Marc Forster tampaknya mengerjakan
pekerjaan rumahnya dengan baik, nonton dulu banyak film zombie mungkin,
itu terlihat dari beberapa referensi film-film zombie yang mempengaruhi
cara dia mengesekusi “World War Z”. Opening-nya yang lebih dahulu menghadirkan credit title sequence yang asyik, kemudian tak ubahnya seperti saya menonton “Dawn of the Dead”-nya Zack Snyder, tapi tentu saja skala outbreak dan chaos
yang besar-besaran, bujet yang katanya sih hampir sampai 200 juta
dolar—entah berapa juta untuk CGI-nya dan segala tetek bengek visual
efek, benar-benar dihabiskan untuk menghasilkan momen “day one” yang epik. Sebuah gambaran outbreak yang
biasanya di film-film zombie sebelumnya hanya menyisakan
“sampah-sampahnya”, tahu-tahu sudah berantakan dimana-mana (ini tentu
ada hubungannya dengan bujet), lewat “World War Z” inilah saya seperti
mengalami mimpi basah. Film zombie yang diperlakukan layaknya film disaster
berbujet besar, “World War Z” bisa dibilang “2012”-nya film zombie tapi
dengan cerita yang jauh lebih baik, seperti “Independence Day” tapi
tidak dengan invasi alien melainkan mayat hidup, seperti gelombang besar tsunami “The Day After Tomorrow” digantikan oleh tsunami zombie (ngomong-ngomong jadi film Roland Emmerich semua hahahaha). “War of The Worlds” tapi bukan melawan mesin-mesin alien yang
bisa menghancurkan manusia jadi debu sekali tembak, melainkan perang
melawan zombie yang bisa mengubah manusia jadi anjing gila dalam sekali
gigit. Semua film disaster itu dilebur jadi sebuah film zombie yang benar-benar selama ini saya idam-idamkan, zombie-apocalypse dalam skala epik.
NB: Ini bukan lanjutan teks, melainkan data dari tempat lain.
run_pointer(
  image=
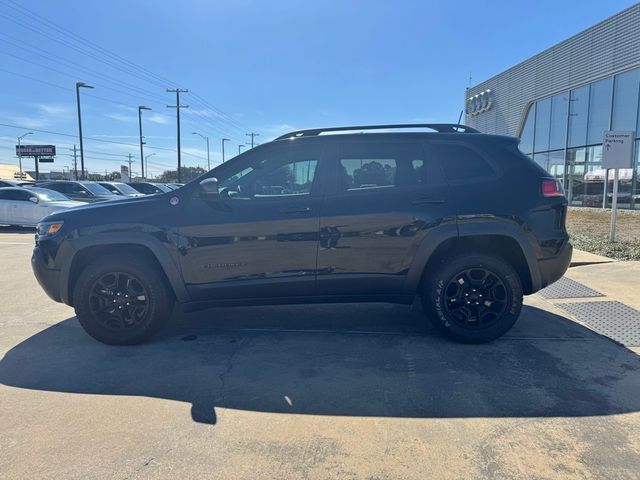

“World War Z” tentu saja tidak mengandalkan efek outbreak
gila-gilaannya dan kekacauannya yang dibungkus oleh CGI untuk menarik
perhatian saya, skripnya yang ditulis oleh Matthew Michael Carnahan (State of Play)—lalu kemudian oleh Drew Goddard (The Cabin in The Woods, Cloverfield) dan Damon Lindelof (Star Trek Into Darkness, Prometheus) dipoles pada bagian third act-nya—dibumbui
juga dengan pakem-pakem oldskul dan modern yang “harus ada di film
zombie”, yang membuat saya girang setengah mati. Diantara penyelidikan
dan fokus film ke karakter Gerry Lane dengan segala unsur kehangatan family movie—berujung pada menurunnya level kesadisan film ini—Marc Forster untungnya tidak lupa menghadirkan aksi-aksi survival
yang diesekusi dengan mengasyikkan serta efek ketegangan yang maksimal.
Jadi, ketika filmnya tidak sesadis film-film zombie macam “Dead Snow” atau “La Horde” misalnya, saya tidak serta mengamuk, toh “World War Z” menggantikannya dengan keistimewaan lain, storyline
yang tidak kacangan dengan pembagian babak ke babak yang membuat saya
peduli, disertai selipan-selipan komentar sosial yang relevan dengan
keadaan sekarang. Untuk bagian artistik, khususnya design zombie dan
dandanannya, saya acungi jempol buntung berdarah-darah untuk “World War
Z” yang sudah melahirkan spesies zombie baru, hasil modifikasi virus rage
di “28 Days Later” kayanya sih hahaha. Diceritakan juga dengan cukup
ilmiah, “World War Z” dengan keepikannya jelas masuk dalam daftar
film-film zombie terbaik versi saya.